I had heard all of Celeste’s invective, her accusations against Aleda. While I had suffered some lingering doubts, as soon as I saw Aleda again, I knew the truth. Mike had said I would. Celeste had created a tower of lies in which to dwell. Now that it had come crashing down around her, I wondered whether she could sort out any truth for herself. Not that I cared in the least.

Aleda picked up her pace when I got out of the car, though her gait seemed pained.

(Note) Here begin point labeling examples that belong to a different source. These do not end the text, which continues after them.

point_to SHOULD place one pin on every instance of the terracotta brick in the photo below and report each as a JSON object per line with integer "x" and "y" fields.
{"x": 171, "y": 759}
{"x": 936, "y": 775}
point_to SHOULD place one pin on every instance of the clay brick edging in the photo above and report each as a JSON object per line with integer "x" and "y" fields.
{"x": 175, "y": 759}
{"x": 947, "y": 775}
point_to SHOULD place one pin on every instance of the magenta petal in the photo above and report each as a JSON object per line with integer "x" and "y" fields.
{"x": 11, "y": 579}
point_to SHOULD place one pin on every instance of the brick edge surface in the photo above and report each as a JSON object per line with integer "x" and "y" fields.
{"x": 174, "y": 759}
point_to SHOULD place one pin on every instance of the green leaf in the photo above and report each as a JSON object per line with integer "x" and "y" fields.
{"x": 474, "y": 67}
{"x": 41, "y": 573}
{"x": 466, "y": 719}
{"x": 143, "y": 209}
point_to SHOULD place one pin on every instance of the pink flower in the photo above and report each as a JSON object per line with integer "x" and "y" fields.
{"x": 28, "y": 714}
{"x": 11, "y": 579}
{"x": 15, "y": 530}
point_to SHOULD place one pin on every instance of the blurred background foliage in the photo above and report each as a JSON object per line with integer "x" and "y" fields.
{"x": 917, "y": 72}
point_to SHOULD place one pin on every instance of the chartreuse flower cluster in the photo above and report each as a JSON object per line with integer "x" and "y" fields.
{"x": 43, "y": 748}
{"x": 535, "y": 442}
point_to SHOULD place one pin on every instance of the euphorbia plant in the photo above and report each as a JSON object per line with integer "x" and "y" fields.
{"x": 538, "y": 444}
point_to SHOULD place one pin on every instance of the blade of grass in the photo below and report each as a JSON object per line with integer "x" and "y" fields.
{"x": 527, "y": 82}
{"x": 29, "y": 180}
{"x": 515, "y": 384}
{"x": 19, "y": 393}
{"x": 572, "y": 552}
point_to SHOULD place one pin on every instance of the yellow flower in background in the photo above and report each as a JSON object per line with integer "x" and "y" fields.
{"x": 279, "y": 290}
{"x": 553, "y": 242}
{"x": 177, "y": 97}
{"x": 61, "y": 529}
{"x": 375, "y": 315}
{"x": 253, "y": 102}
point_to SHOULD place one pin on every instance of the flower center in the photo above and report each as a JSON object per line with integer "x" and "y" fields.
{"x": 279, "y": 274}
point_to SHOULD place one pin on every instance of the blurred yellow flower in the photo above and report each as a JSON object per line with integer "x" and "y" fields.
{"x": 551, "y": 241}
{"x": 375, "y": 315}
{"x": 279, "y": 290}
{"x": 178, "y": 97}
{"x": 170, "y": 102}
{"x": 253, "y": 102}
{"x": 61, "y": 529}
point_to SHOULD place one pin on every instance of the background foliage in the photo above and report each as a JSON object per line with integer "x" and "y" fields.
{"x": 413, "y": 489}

She smiled at Marc, but reached for me. I carried a wrapped package under my arm and nearly dropped it to embrace her.

“Oh, Maggot,” she said, tears welling in her pale eyes. The skin of her hand felt dry and thin, like old silk. Like my grandmother’s hand. “Look at you. All grown up.”

I glanced at Casey in time to see her roll her eyes at this comment.

“Aleda,” I said, “this is my daughter, Casey.”

Aleda reached toward Casey. “You look so much like your Aunt Emily.”

Casey didn’t know whether this was a compliment, but she managed a polite smile.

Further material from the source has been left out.